The tip of the sheath occasionally stabs my leg, the leather belt is nowhere near as comfortable as the polyester one I kept daily, especially with an extra buckle pressing on my shank. Then again, dressing in a fucking suit and boots probably feels just as cumbrous.

I walk from the kitchen to the front door repeatedly, imagining I'm on the neon streets, the damp metro, a pitch-black ally, the hallway to Club 57.

The sway of hands deliberately widens and so does the space between my every step. My hands sway back from the hip to the waist, nigh to my heel. I put the image of a faceless bystander five steps ahead and made him walk towards me as well.

Two steps we took, one to go, double the arm's reach. As my left feet scratch the floor and my right heel leaves the ground along with my right hand swaying to my hip. While the center of my body moves forward to my left foot, the right foot kicks back completely, the trouser sleeve is lift up by gravity. My right hand grips the carved handle as my thumb unbuckles the lock. The grip fits surprisingly well in that moment.

Pulling it out felt natural and swift as it leaves the sheath along with the movement of my mass. Within the period of a step and a half, I buried the dagger in the person's abdomen.

I look down the transparent dagger shining a confused glint under illumination, griping it normally the handle bents like the grip of a saw-off shotgun. Heedfully knocking its spine, the brittle piece clinks like crystals intended to. Accommodate by the eccentric handle means it's only suitable for stabbing soft spots.

Hitting a bone could make it snap in two.

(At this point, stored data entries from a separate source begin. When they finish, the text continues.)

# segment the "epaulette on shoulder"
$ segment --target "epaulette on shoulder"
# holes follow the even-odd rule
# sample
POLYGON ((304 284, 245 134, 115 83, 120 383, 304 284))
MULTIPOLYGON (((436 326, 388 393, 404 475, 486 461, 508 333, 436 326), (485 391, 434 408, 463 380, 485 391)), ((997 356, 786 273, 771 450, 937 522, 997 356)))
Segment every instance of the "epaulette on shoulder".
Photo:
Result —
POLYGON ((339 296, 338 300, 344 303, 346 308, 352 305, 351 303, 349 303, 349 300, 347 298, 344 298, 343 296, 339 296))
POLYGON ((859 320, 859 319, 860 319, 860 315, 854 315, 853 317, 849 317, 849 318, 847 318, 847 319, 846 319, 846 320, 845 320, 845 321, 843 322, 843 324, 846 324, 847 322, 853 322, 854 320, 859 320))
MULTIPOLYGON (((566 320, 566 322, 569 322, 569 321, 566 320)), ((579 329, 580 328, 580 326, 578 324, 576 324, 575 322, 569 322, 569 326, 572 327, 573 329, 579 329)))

I think about if a broken grip's enough for a refund at Glasgow while resting my feet back on workbench to slot the knife back in, buckle it, and loosen the belt off my leg. A round of purple strip appears on my leg like the shackles of an inmate in Garrison.

***

I put the shabby-as-hell knife sheath in the embroidered wooden box and the extra mags in my pocket, the 9 mm on my back, the violin case dump along with the rest by the west wall. Up the ladders, the A side of the record just finished. And I still don't know if Lou Reed's talking about self harm or sex fantasies.